"OK Aura, Be Fair With Me": Demographics-Agnostic Training for Bias Mitigation in Wake-up Word Detection

arXiv cs.CL / 4/8/2026

💬 OpinionIdeas & Deep AnalysisModels & Research

Key Points

  • The paper addresses demographic bias in wake-up word detection and tests whether demographics-agnostic training can improve fairness across sex, age, and accent groups.
  • Experiments use the OK Aura database, with demographic labels excluded during training and reserved only for evaluation to avoid directly optimizing for fairness labels.
  • The study evaluates two approaches: speech data augmentation to improve generalization and knowledge distillation from pre-trained foundational speech models to transfer robust representations.
  • Results show large reductions in performance disparities, including a technique that cuts predictive disparity by 39.94% (sex), 83.65% (age), and 40.48% (accent) versus a baseline.
  • Overall, the findings suggest label-agnostic methodologies can measurably reduce demographic bias and produce a more equitable wake-up word detection profile.

Abstract

Voice-based interfaces are widely used; however, achieving fair Wake-up Word detection across diverse speaker populations remains a critical challenge due to persistent demographic biases. This study evaluates the effectiveness of demographics-agnostic training techniques in mitigating performance disparities among speakers of varying sex, age, and accent.
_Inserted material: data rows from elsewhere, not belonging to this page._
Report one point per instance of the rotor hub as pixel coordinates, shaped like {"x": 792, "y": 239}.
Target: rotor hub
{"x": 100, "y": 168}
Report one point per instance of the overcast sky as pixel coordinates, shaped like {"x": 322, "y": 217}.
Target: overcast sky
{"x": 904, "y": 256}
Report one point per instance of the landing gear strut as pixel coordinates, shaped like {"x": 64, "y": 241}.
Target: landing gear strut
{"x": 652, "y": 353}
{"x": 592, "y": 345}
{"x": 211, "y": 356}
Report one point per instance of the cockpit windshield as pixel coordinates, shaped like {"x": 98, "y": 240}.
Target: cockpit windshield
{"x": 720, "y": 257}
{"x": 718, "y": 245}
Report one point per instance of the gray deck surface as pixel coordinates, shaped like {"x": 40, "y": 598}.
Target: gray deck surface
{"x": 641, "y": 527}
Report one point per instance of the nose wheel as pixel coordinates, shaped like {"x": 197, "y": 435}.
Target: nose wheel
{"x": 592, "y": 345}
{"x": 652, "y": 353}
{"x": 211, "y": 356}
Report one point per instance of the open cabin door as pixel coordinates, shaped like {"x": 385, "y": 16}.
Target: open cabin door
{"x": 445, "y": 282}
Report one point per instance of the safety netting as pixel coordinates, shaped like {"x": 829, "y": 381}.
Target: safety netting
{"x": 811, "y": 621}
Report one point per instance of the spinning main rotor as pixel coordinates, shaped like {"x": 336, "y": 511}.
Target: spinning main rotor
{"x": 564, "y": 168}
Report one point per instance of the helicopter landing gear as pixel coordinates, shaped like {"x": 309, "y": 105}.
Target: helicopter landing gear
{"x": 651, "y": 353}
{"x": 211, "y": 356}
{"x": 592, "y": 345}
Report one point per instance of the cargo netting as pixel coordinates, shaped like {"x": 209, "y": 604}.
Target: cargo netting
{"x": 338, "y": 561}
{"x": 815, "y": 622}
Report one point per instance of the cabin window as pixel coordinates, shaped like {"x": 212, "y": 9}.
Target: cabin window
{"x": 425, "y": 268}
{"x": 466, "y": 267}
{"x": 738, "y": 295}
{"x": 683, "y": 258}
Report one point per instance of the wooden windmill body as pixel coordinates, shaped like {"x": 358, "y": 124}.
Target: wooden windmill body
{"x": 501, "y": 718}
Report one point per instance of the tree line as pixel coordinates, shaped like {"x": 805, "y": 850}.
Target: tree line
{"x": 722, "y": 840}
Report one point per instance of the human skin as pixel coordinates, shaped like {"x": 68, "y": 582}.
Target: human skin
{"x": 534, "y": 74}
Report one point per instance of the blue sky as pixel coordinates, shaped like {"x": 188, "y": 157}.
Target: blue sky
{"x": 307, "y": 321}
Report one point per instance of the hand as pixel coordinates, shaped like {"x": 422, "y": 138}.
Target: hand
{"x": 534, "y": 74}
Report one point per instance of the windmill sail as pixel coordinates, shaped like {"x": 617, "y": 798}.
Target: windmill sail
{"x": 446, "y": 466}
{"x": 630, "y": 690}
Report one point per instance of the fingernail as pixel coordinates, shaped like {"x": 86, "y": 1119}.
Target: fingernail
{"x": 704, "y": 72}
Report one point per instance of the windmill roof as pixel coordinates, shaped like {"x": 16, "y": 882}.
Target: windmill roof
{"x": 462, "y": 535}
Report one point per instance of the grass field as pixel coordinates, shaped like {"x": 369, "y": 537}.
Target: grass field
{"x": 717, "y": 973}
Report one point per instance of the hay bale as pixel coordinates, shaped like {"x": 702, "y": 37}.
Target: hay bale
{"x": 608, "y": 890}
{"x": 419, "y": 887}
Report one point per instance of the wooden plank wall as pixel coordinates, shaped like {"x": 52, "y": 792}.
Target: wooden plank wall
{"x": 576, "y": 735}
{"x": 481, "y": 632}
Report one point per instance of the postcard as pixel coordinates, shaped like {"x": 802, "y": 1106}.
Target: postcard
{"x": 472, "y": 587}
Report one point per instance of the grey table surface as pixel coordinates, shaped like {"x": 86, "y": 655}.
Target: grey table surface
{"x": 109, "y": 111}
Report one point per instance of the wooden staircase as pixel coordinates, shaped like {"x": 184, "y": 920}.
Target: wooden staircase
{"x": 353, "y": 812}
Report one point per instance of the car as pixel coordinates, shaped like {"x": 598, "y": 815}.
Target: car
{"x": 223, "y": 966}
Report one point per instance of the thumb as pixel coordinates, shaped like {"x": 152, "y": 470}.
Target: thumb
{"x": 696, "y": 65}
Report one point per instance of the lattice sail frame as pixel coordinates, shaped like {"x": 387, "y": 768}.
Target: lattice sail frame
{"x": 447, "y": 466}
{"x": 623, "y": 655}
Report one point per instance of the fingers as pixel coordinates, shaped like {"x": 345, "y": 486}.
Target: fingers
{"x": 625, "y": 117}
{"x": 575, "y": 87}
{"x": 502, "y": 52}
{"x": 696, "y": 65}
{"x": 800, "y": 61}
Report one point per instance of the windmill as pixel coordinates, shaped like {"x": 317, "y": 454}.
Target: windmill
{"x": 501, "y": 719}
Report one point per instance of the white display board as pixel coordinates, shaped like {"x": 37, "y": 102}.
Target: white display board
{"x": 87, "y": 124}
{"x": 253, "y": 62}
We utilize the OK Aura database for our experiments, employing a training methodology that excludes demographic labels, which are reserved for evaluation purposes. We explore (i) data augmentation techniques to enhance model generalization and (ii) knowledge distillation of pre-trained foundational speech models. The experimental results indicate that these demographics-agnostic training techniques markedly reduce demographic bias, leading to a more equitable performance profile across different speaker groups. Specifically, one of the evaluated techniques achieves a Predictive Disparity reduction of 39.94\% for sex, 83.65\% for age, and 40.48\% for accent when compared to the baseline. This study highlights the effectiveness of label-agnostic methodologies in fostering fairness in Wake-up Word detection.